No tanto por la elementalidad de las reglas como porque la competición femenina consiente al varón playero excitarse entre bostezo, blasfemia y eructo. Tiene gracia que el voley playa haya obtenido el rango de disciplina oficial en Atlanta, cuyas playas de Coca-Cola burbujeante son tan exuberantes como el mar que baña las costas imaginarias de Suiza y de Austria.

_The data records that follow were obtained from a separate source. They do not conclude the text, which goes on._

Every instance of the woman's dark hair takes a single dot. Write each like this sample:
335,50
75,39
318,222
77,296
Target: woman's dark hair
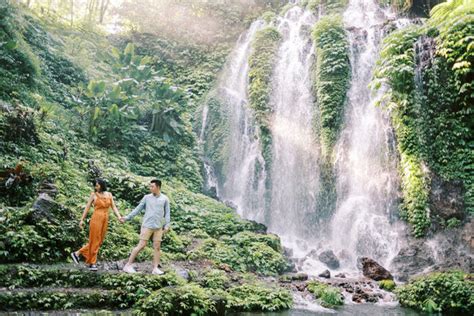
102,184
156,182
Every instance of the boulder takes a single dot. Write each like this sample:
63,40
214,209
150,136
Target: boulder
46,208
48,188
329,258
372,270
446,198
325,274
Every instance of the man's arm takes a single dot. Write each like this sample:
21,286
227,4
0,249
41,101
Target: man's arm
167,214
137,210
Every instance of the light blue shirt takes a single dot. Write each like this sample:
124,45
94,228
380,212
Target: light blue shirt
157,211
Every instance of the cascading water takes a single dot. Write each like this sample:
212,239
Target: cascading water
294,173
244,181
366,162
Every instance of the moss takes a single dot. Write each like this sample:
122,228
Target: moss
258,297
388,285
244,252
327,295
261,60
184,300
331,78
447,292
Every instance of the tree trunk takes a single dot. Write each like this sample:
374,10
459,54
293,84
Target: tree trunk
72,12
103,8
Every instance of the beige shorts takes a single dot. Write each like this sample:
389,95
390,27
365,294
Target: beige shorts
146,233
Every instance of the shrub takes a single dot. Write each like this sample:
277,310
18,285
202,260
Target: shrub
328,296
215,279
387,285
189,299
441,292
331,80
261,60
258,297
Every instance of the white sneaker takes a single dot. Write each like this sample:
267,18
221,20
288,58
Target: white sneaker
129,269
157,271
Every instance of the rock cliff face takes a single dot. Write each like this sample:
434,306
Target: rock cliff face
446,249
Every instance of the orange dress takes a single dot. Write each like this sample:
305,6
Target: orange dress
97,228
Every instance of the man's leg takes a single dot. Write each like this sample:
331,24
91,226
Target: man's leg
136,251
157,236
145,235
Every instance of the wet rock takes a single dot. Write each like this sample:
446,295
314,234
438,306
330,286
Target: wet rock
299,277
291,277
446,198
301,287
329,258
94,171
288,252
48,188
225,267
325,274
372,270
412,259
183,273
46,208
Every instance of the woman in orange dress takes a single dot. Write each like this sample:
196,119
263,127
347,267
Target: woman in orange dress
102,201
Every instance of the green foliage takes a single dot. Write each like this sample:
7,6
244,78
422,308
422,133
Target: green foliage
269,16
327,295
127,289
326,6
215,279
26,235
184,300
257,297
50,299
453,223
388,285
261,60
415,188
431,112
447,292
331,78
19,65
244,252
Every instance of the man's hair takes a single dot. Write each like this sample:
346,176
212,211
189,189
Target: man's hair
156,182
102,184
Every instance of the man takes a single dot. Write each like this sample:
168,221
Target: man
156,222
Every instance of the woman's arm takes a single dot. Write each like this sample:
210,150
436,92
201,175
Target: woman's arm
86,210
114,207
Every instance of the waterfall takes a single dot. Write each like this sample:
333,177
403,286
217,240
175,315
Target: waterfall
294,173
243,183
363,223
366,168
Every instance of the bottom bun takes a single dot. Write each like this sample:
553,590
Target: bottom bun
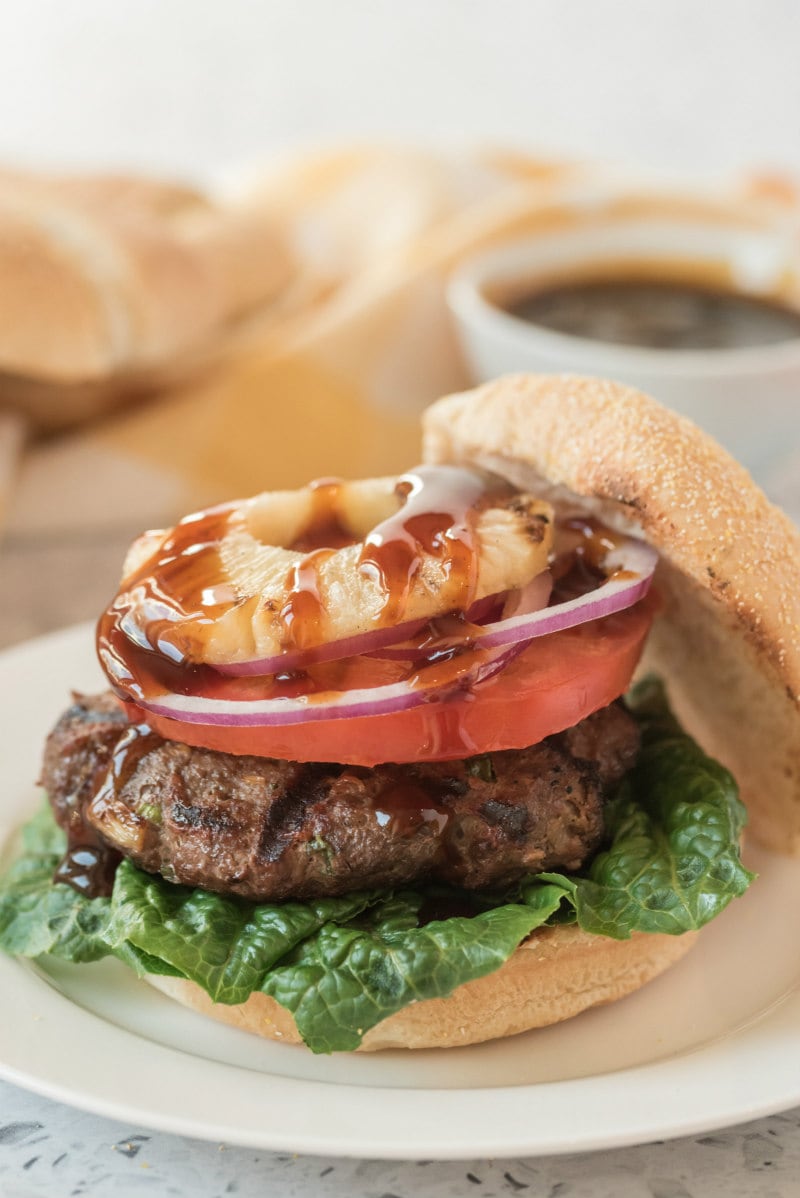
555,974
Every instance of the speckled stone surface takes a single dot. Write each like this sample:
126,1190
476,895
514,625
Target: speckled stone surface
54,1151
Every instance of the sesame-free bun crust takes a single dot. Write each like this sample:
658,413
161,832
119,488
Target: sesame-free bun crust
728,637
555,974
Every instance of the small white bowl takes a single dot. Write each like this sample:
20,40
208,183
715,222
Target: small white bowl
747,398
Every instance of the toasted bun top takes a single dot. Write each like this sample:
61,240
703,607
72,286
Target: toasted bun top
728,637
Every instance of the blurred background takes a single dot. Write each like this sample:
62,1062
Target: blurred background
271,306
201,86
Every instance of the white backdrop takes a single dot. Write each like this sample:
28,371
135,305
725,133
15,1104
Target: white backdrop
199,85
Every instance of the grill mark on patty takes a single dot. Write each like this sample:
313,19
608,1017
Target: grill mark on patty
270,830
285,816
511,820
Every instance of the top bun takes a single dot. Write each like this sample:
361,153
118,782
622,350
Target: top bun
728,637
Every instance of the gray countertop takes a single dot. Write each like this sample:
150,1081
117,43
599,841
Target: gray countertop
49,1149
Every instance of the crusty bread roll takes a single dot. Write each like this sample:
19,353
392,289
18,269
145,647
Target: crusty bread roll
555,974
727,640
728,637
109,282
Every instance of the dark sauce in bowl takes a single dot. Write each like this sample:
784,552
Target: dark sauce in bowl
659,314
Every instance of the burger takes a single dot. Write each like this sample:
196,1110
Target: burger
407,762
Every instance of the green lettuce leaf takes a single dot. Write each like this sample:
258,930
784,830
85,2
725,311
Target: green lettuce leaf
340,966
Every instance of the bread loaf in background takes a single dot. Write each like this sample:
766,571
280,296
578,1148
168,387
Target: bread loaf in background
111,283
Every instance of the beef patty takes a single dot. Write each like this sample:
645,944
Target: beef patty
270,829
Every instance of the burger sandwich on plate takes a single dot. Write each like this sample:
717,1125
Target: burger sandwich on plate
373,769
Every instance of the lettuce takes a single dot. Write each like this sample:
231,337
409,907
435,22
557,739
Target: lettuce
340,966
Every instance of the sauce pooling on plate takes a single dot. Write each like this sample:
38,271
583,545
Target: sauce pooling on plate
659,314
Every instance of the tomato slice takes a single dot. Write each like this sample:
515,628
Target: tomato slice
555,683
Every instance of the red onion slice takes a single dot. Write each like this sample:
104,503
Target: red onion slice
339,705
631,563
631,566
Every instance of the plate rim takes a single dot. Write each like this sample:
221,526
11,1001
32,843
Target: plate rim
659,1100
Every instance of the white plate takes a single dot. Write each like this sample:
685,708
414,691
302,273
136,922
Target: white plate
714,1041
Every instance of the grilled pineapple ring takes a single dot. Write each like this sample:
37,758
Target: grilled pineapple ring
283,575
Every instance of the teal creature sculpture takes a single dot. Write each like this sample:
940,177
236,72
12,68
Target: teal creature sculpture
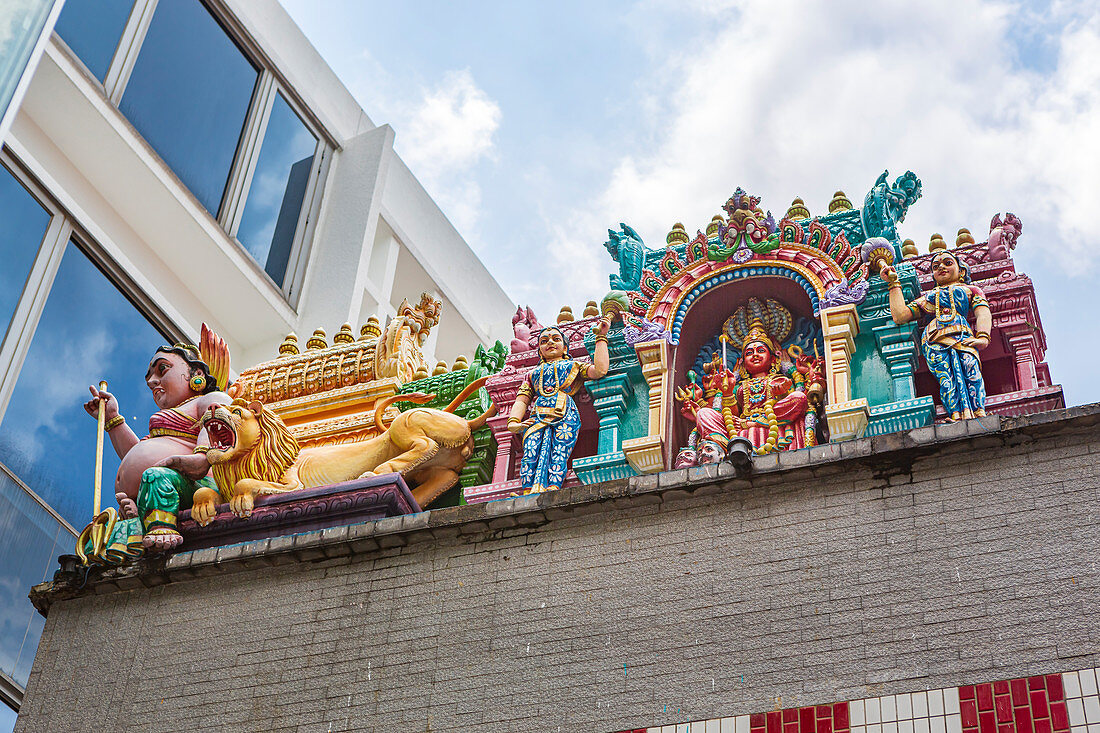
887,205
627,249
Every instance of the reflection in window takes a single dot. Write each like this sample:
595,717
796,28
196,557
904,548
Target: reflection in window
92,29
188,96
24,222
30,542
88,331
278,185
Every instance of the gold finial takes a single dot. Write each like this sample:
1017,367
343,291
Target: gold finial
289,346
678,236
317,340
798,210
371,329
344,335
839,203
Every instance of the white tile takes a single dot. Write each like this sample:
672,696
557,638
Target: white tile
1088,681
935,702
1071,684
904,706
1091,709
1076,709
873,711
856,713
952,701
920,704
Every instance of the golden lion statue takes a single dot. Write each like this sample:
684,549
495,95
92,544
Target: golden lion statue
252,452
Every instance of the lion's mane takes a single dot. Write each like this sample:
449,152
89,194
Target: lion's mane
267,460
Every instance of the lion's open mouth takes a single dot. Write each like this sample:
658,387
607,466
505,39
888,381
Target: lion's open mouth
221,435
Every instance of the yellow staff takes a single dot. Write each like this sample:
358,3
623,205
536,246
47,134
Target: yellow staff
99,450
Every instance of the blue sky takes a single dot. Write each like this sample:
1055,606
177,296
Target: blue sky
537,127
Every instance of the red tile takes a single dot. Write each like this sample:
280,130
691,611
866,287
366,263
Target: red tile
1058,719
1023,720
840,717
1019,691
1038,704
968,710
1054,690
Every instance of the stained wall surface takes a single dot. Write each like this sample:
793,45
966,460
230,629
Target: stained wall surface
913,561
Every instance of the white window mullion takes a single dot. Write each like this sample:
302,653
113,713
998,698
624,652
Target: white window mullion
125,55
244,164
25,319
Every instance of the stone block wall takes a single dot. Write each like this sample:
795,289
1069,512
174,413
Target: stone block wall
924,560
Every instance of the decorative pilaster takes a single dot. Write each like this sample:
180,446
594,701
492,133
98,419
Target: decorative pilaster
647,453
847,417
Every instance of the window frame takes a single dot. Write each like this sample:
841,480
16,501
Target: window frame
239,184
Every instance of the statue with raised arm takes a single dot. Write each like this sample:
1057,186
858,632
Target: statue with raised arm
163,472
551,431
949,345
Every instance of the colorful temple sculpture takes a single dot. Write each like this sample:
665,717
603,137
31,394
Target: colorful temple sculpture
752,336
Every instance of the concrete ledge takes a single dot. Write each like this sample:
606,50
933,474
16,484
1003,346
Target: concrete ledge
887,453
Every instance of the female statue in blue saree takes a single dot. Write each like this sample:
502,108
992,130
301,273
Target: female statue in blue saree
550,434
949,345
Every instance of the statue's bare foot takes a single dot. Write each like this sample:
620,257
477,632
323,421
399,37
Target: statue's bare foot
161,539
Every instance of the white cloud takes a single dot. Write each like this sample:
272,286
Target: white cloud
800,98
443,137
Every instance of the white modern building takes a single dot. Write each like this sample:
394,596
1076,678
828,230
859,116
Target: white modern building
173,163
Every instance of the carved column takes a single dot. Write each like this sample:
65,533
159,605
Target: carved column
847,417
647,455
609,398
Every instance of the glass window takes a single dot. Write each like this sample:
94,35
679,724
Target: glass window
24,223
92,29
278,185
88,331
188,96
30,542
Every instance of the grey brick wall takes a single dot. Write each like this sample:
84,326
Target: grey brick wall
904,562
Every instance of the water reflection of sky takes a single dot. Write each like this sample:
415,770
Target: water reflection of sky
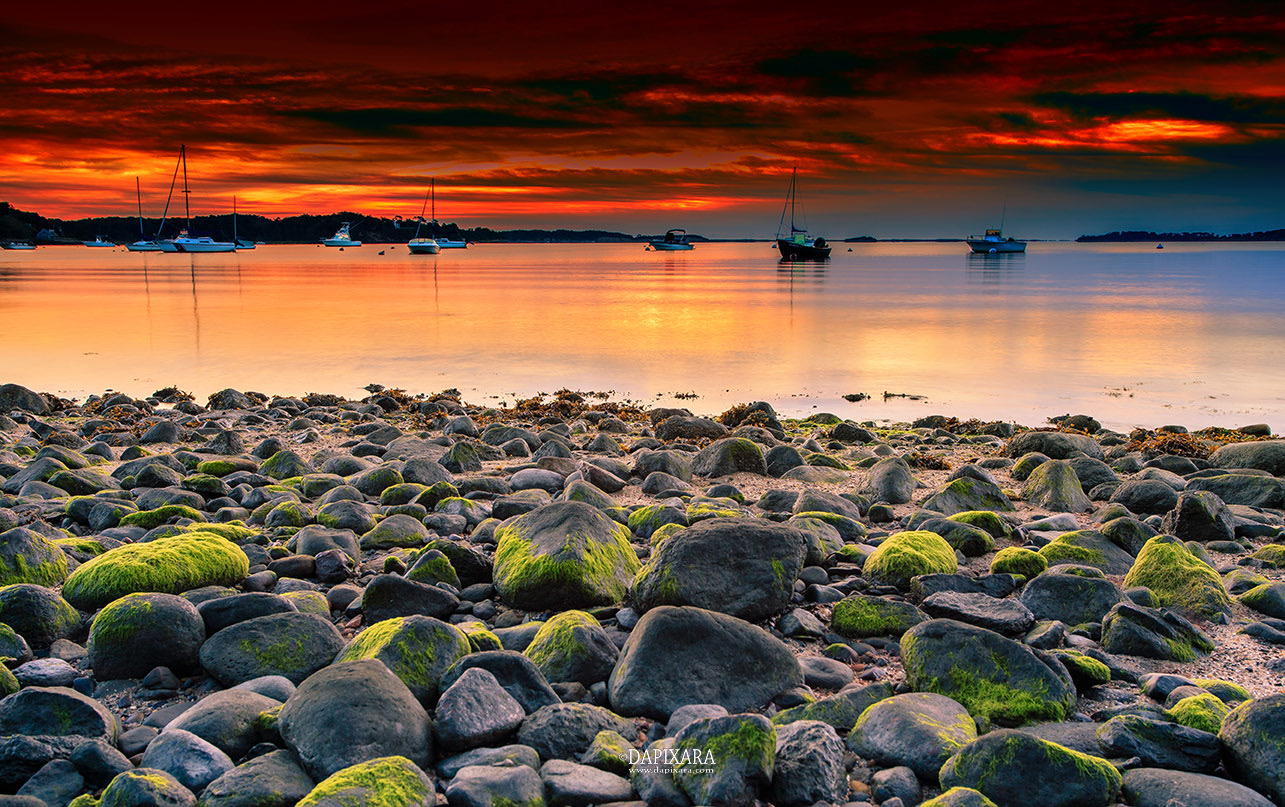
1127,333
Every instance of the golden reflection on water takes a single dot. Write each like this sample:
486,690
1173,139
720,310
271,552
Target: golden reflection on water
1187,336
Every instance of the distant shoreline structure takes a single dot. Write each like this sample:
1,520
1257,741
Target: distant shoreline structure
1146,235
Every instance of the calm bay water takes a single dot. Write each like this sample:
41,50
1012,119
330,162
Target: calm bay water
1134,336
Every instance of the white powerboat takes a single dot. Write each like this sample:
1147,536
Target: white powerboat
993,242
673,240
341,238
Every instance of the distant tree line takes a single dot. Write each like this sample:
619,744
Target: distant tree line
23,225
1146,235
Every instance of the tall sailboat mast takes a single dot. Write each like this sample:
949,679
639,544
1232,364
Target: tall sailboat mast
168,198
186,193
138,189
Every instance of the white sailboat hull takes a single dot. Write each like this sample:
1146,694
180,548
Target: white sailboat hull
203,244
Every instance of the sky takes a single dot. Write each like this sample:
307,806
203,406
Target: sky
903,120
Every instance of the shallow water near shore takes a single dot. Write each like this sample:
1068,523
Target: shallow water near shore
1134,336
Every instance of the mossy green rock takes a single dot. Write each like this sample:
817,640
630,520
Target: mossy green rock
288,644
1087,548
1204,712
416,649
1253,740
563,555
984,519
841,709
1054,486
739,567
861,616
968,494
573,647
285,465
1013,767
145,787
919,730
140,631
168,566
1018,560
384,781
910,554
1178,578
39,614
150,519
743,749
997,680
960,797
727,456
27,557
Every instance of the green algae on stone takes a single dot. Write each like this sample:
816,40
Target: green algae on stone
150,519
416,649
910,554
1018,560
563,555
861,616
1204,712
384,781
167,566
1178,578
27,557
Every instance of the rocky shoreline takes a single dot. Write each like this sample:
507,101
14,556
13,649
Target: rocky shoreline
413,600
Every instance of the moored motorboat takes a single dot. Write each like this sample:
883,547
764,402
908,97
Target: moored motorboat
342,238
673,240
993,242
798,246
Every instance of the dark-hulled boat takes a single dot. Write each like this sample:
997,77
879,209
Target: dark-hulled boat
798,246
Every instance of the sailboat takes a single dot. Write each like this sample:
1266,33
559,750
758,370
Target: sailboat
144,243
342,238
424,246
194,243
445,243
993,239
798,246
242,243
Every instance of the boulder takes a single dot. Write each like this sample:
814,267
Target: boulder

Viene a cuento la mención de ambos países porque compiten a su antojo en el estadio de Chaoyang. Y lo hacen cumpliendo a rajatabla la normativa. Es obligatorio, por ejemplo, personarse en la pista en bañador. Y es recomendable ceñírselo para dejar entrever y adivinar los vericuetos anatómicos que más puedan interesarle a los voyeurs catódicos. No estamos aquí para impartir doctrina puritana ni para escandalizarnos de la carnalidad en primer plano.
Queremos decir, más bien, que la metrosexualidad de consumo degrada los Juegos. Por mucho que las atletas suden cada tanto en la red. O por mucho que se trate de sublimar una modalidad concebida para el exhibicionismo de los litorales turísticos. ¿Por qué no convertir el balón prisionero en deporte olímpico? ¿No es cierto acaso que el pañuelo o el escondite o el te la quedas requieren esfuerzo físico, concentración, velocidad, templanza y nervios de acero?